For the sake of Michigan, the answer must be the latter. Citizens must look to this election as an opportunity to identify candidates whose track record and grasp of the issues demonstrate that they can steer a broken, bickering, dysfunctional legislative process in a new, more productive direction.
Rutledge, a Democrat, is a former Superior Township supervisor and current member of the Washtenaw Road Commission and Washtenaw Community College board. He’s also served on the state Boundary Commission under both Republican and Democratic governors.

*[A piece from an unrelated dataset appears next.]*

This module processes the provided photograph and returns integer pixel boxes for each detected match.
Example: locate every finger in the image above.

As much as this kind of experience and bipartisanship is needed in Lansing, the greater need is a willingness to embrace real reform that can get the Michigan economy back on track and create jobs. Rutledge has taken strong positions on such thorny issues as school consolidation, tax reform, reducing corrections costs and bringing public employee benefit costs more in line with national averages. This combination of experience and willingness to tackle structural reform in state government makes Rutledge the clear choice over his challengers, Republican Richard Deitering and Independent David Palmer.

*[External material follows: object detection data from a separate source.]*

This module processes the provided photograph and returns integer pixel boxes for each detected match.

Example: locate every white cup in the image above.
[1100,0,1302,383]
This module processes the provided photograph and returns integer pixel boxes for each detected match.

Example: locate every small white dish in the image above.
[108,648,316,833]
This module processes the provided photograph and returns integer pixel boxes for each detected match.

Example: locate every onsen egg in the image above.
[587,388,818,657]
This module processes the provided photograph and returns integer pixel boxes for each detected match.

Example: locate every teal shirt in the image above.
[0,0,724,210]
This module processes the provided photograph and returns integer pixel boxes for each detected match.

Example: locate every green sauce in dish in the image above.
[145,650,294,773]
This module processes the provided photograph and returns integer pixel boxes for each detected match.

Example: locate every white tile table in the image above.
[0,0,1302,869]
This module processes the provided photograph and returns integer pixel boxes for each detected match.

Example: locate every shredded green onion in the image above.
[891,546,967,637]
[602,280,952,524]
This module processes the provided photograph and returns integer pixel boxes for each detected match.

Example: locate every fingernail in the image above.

In the state House 55th District, Republican Rick Olson earns our endorsement. The semi-retired attorney and business manager has clearly studied the issues facing the state and, like Rutledge, has vowed not to shy away from the difficult decisions that have to be made in Lansing. Democratic challenger Mike Smith, a Bedford school trustee and AFL-CIO community services liaison for the United Way of Monroe County, comes across as sincere but less well-prepared for the challenges of serving in the state House.
In the state House 53rd District, we endorsed Democrat Jeff Irwin in the August primary, and we extend that endorsement of him in the general election, where he faces Republican Chase Ingersoll. In our primary endorsement, we noted that Irwin’s 11 years as a Washtenaw County commissioner has given him direct experience with many of the issues he’d be dealing with in Lansing. We also admire the way he’s rolled up his sleeves over the years and done the kind of hard work behind the scenes that not all politicians are willing to do.

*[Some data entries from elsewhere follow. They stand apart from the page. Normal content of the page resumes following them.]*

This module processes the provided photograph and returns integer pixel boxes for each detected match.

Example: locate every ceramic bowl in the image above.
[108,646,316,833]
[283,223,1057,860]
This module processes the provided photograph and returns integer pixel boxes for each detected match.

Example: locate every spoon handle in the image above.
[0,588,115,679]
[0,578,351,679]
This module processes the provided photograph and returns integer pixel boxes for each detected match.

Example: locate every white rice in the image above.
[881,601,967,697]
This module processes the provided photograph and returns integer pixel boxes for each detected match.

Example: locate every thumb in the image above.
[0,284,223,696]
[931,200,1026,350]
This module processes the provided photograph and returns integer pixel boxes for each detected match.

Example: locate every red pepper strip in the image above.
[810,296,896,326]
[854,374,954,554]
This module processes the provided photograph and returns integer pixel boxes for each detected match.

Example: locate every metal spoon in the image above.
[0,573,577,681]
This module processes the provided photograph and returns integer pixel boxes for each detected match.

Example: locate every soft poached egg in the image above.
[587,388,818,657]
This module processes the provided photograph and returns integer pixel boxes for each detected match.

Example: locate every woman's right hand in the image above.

We also plan to endorse in the 52nd District state House race, and will make that endorsement in the coming weeks.
In the race for the state Senate 18th District, we narrowly endorsed Pam Byrnes over Rebekah Warren in the Democratic primary, saying that both have served the area well as state representatives. Primary voters chose Warren, and we have no qualms about endorsing her in the November election over Republican challenger John Hochstetler. Warren has been particularly strong in her work on issues of taxation and the environment, including her efforts on the Great Lakes Compact. Her record and her experience clearly demonstrate that she would serve us well in the Senate.
Michigan is at a critical juncture. Like many citizens, we are frustrated at the way the Legislature has floundered. Our endorsements go to people we think possess a vision for how to move Michigan in a better direction and a willingness to act decisively. Voters should consider the same when they go to the polls.
Editor’s note: The three community members who serve on our Editorial Board - David Mielke, Bob Guenzel and Marsha Chamberlin - did not participate in the endorsement interviews and were not involved in these endorsement decisions.